Dans le tintamarre causé par les démissions en cascade au PQ, celle du président de l'association libérale de Jonquière, à la mi-août, avait eu moins d'écho, mais il n'avait pas mâché ses mots, dénonçant aussi bien le refus d'ordonner une enquête publique que la façon dont le Plan Nord était mis en oeuvre.

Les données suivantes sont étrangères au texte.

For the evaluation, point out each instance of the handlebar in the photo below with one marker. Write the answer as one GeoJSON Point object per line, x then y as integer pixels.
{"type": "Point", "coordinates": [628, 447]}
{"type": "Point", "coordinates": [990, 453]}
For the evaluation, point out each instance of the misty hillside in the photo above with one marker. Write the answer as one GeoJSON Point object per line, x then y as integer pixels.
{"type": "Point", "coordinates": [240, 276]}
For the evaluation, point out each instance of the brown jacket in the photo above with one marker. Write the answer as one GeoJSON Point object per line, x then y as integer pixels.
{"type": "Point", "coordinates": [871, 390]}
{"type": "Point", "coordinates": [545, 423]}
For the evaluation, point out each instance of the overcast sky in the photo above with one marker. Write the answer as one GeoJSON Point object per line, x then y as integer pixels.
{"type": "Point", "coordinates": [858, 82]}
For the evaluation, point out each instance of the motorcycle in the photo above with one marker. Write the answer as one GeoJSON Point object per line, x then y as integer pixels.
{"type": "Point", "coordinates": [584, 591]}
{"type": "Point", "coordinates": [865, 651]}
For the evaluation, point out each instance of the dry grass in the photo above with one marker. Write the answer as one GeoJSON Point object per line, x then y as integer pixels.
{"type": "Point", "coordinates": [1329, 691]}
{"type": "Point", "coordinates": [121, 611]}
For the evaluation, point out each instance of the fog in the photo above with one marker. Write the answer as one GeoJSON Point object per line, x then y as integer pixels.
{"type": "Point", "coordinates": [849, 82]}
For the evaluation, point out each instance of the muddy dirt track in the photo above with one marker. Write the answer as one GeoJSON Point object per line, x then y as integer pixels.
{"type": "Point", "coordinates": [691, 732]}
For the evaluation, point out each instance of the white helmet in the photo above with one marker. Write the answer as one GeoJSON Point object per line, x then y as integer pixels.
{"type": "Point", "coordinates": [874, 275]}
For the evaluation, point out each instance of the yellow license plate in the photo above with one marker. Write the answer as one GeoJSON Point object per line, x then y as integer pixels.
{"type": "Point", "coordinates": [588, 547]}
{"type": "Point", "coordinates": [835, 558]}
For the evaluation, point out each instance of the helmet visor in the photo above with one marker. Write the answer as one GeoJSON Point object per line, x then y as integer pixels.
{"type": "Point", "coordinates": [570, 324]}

Le départ d'un rédacteur de discours du premier ministre ne traduit pas nécessairement l'état d'esprit des militants, mais quand un influent collecteur de fonds, qui oeuvre au PLQ depuis trente ans, brise l'omerta en déclarant que l'entêtement du gouvernement pourrait nuire au parti, c'est clairement le signal qu'un geste significatif s'impose.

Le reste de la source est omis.